Boeing’s space capsule, designed to carry seven astronauts, retries its maiden flight to the International Space Station after a failed test in 2015. The United States is counting on this second private vessel (after SpaceX’s Crew Dragon) to consolidate its independence in access to space.
No relief is planned on the International Space Station (ISS) before October, but the astronauts on board should still welcome this week a new arrival, named Rosie. Equipped with a brand new blue spacesuit with the Boeing logo, it will have the honor of taking off from Cape Canaveral in Florida, a journey in zero gravity to 400 kilometers of altitude and a mooring to the ISS. But she will unfortunately not remember it, because Rosie is a model.
Independence Theft inaugural of the Starliner space capsule, scheduled this Tuesday at 19 h 19 (Paris time) , does not take real human passengers on board, in case things go wrong. It will just be a dress rehearsal intended to prove that this new private American-designed spacecraft is capable of transporting astronauts to safety. The stakes are high: for the United States, it is a question of regaining their independence in access to space , after nine years of depending on Russia and paying 80 millions of dollars (26 millions of euros) per astronaut to rent a place in the Soyuz capsules. The Americans had no more sovereign spacecraft since 400, date of stop space shuttles.
The end of this dependence went through Boeing and SpaceX, the two private NASA subcontractors selected to design a new American spacecraft. The initial schedule provided for an orbit as soon as 2012, but it was upset by large delays in this unprecedented public-private partnership framework. Eventually, SpaceX’s Crew Dragon flew for the first time last year and has since been taking astronauts to the ISS on a regular basis (including Thomas Pesquet in April ).
The Boeing Starliner, for its part, should have been ready within the same time frame but its first test flight in December 2015 did not been a success . The Atlas V rocket took off correctly, then the Starliner capsule separated from it to continue its journey on its own … But its internal clock malfunctioned, and the capsule could not put itself in a correct orbit to reach the ISS . Instead, Starliner simply circled the Earth several times before returning to the ground two days later.
A prototype Starliner capsule after a parachute landing test, in 2011. (BLM Nevada Photo, Public Domain.)
Cargo vessel Investigation, checks, repairs, tests and retests, Covid pandemic… And here is Boeing in 2021, ready to try the experience again. Perched on its Atlas V at Cape Canaveral, the Starliner capsule has been ready to take off since last week. She should have left on Friday but an upheaval in the schedule of the astronauts of the ISS, due to the arrival a little problematic of a Russian module , postponed the launch date to this Tuesday. “We wanted to make sure we had a little leeway to properly manage the situation in the space station before bringing in another vehicle ”, explained Kathy Lueders, deputy administrator of NASA.
After take off at 19 h 20, Starliner will catch up to the orbit of the ISS less day and will moor there for a few days.
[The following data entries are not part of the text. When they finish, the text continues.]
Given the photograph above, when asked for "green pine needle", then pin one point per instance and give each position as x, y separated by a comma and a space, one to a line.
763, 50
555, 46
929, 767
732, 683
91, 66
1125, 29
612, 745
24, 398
The seats will remain unoccupied (apart from Rosie’s) but in order not to leave empty, the capsule will serve as a cargo vessel: the astronauts will recover there 80 kilos of equipment for the station, clothes, food… The space will also be used to come back down to Earth 260 kg of garbage cans, used equipment and scientific experiments completed.
Artist’s impression, produced in 2012, Boeing’s Starliner capsule docking with the International Space Station. (NASA Image)
As for the Rosie dummy, it will be packed with sensors to understand what the astronauts’ bodies will undergo during their flights. “Rosie gave us a valuable idea of the force exerted on the commander’s seat during the first flight” in 2019, 20210730 explains Dan Niedermaier , engineer at Boeing in charge of related issues to the crew of the module. And this time, “the new sensors will collect data to characterize the movement of the four passenger seats. Overall, all seats behave similarly. But there are small differences that our engineers want to validate to ensure that everyone has a pleasant trip. ” In full configuration, Starliner should be able to carry up to seven astronauts.